I'm trying to create a Windows application that uses C# MIP SDK (NuGet Microsoft.InformationProtection.File, version 1.13.161) to work with files protected by a Double Key Encryption.
I followed this guide to setup MIP SDK and enabled DKE by adding DoubleKeyProtection and DoubleKeyUserDefinedProtection keys to the FileEngineSettings.ConfiguredFunctionality dictionary.
Using the IFileEngine, I can retrieve all sensitivity labels (including DKE labels) and work with files protected by single key encryption ("Confidential" labels). But whenever I try to use sensitivity label with DKE, I receive a NotSupportedError: Double key protection is disabled. Exception with this error is thrown when committing a file handle after setting the label and when trying to initialize a file handle from a file protected by the DKE label.

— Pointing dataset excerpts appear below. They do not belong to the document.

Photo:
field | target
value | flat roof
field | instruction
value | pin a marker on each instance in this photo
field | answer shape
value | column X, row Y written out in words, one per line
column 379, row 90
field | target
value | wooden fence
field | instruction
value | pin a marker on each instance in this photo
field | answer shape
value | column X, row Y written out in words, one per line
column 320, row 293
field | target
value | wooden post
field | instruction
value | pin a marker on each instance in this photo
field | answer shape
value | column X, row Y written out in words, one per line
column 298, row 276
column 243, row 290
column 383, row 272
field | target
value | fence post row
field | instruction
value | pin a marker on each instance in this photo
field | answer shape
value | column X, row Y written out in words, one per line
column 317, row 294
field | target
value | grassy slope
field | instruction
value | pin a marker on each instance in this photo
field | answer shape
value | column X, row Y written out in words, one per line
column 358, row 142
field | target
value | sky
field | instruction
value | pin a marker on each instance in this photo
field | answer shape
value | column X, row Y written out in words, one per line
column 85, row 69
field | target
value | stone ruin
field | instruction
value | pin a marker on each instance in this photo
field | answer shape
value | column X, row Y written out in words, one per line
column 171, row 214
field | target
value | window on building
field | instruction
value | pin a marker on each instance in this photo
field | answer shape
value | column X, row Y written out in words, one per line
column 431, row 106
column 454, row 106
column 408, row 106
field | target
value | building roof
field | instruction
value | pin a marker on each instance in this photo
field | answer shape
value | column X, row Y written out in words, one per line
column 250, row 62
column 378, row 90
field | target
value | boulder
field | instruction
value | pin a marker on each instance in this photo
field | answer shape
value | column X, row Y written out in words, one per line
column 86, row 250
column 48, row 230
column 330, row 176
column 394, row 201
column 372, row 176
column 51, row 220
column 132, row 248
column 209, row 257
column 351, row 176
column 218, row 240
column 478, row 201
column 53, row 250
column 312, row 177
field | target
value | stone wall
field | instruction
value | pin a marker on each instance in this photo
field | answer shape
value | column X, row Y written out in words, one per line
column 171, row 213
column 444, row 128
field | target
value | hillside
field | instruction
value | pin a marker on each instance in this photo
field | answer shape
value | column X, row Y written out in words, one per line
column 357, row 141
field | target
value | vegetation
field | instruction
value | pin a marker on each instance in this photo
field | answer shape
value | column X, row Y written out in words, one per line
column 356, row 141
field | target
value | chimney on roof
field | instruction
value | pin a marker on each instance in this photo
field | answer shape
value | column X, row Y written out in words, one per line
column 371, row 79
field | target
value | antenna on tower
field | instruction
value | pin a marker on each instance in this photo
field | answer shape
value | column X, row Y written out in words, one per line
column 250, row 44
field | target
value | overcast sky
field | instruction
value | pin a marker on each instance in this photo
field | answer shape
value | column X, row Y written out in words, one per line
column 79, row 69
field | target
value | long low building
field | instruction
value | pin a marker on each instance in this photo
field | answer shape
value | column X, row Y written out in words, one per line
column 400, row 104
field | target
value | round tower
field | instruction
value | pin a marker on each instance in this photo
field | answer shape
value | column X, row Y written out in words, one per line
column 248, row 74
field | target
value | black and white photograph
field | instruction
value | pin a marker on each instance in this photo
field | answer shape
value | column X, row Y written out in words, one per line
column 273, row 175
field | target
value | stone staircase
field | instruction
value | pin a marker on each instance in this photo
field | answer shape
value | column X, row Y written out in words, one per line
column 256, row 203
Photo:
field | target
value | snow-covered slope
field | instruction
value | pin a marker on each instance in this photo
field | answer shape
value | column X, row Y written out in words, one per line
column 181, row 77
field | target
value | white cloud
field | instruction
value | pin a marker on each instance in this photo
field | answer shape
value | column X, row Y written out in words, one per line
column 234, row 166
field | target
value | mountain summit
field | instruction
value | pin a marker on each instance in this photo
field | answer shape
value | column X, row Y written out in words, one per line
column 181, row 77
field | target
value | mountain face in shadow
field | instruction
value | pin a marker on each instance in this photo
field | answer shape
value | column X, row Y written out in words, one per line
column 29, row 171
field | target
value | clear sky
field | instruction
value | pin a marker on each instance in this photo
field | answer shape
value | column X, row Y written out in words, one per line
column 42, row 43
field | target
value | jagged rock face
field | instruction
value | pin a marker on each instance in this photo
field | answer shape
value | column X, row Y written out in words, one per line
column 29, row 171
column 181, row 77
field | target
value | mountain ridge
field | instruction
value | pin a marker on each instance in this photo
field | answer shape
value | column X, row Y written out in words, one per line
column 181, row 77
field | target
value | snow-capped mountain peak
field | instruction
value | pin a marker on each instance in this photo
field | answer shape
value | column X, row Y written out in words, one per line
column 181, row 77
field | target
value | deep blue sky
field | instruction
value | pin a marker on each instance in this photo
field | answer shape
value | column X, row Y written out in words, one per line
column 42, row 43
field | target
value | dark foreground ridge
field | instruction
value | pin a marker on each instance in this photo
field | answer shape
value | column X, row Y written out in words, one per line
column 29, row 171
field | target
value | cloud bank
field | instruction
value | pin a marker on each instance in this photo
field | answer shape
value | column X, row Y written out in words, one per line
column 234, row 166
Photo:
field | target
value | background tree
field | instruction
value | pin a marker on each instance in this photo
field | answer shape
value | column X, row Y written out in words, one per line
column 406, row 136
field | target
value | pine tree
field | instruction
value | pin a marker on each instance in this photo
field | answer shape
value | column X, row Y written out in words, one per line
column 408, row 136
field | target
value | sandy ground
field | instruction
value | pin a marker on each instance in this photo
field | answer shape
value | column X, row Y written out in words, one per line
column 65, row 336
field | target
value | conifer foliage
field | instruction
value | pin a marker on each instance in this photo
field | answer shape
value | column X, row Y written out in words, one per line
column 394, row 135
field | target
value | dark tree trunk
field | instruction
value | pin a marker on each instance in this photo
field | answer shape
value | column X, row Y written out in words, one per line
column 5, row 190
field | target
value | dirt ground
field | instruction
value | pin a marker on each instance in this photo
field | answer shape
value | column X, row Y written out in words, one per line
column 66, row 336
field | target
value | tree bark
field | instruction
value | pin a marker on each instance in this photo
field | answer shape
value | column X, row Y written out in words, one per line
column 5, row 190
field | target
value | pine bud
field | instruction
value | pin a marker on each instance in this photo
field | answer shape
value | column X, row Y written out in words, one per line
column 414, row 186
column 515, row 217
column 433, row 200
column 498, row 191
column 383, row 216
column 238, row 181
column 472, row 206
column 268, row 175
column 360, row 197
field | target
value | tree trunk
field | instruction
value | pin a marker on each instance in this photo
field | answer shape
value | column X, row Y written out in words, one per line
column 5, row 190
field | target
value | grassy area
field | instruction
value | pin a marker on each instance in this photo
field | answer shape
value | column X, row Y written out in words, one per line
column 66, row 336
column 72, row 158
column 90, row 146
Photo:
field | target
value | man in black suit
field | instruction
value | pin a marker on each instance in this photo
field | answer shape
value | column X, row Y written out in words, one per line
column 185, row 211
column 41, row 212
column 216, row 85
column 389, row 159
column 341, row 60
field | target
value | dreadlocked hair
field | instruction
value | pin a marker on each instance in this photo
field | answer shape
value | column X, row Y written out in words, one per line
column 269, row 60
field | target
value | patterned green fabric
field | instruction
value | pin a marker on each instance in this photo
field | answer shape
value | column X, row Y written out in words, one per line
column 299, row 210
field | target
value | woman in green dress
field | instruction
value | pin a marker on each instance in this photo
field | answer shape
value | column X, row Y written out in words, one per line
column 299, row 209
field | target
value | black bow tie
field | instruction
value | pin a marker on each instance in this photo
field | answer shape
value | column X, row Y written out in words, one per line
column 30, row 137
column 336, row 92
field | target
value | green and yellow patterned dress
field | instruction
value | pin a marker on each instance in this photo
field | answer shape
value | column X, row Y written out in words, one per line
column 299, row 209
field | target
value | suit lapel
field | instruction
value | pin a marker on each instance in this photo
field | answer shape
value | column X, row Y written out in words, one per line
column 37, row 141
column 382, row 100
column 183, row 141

According to MIP log, the source of the error is some inner HTTPS request that receives HTTP status 400:
MIP [Info] - message: Received HTTP response: ID: aa43de0d-3a0a-44d4-8499-83fd0de7d1c2, Status: 400, Time: 2023-06-07T20:20:04Z, Body: {"Code":"Microsoft.RightsManagement.Exceptions.BadInputException","InnerError":{"Resource":"[dke_service_url]","Code":"DoubleKeyEncryptionParametersMissing","Message":""},"Message":"Parameter DoubleKeyEncryptionPolicy is invalid."}, Headers['Date'] = 'Wed, 07 Jun 2023 20:20:03 GMT', Headers['Pragma'] = 'no-cache', Headers['Expires'] = '-1', Headers['X-Cache'] = 'CONFIG_NOCACHE', Headers['Content-Type'] = 'application/json; charset=utf-8', Headers['X-MSEdge-Ref'] = 'Ref A: 99DEEE7B27304EDC97E061BC77E9808F Ref B: AMS231032601031 Ref C: 2023-06-07T20:20:03Z', Headers['X-Powered-By'] = 'ASP.NET', Headers['Cache-Control'] = 'no-cache', Headers['CorrelationId'] = 'aa43de0d-3a0a-44d4-8499-83fd0de7d1c2', Headers['Content-Length'] = '250', Headers['X-AspNet-Version'] = '4.0.30319', Headers['client-request-id'] = 'aa43de0d-3a0a-44d4-8499-83fd0de7d1c2', Headers['Strict-Transport-Security'] = 'max-age=31536000; includeSubDomains', func: 'anonymous-namespace'::LogHttpOperationDetails at src\core\api_impl\http\http_director_impl.cpp (38)
I have tried to:
The result was always the same - NotSupportedError: Double key protection is disabled.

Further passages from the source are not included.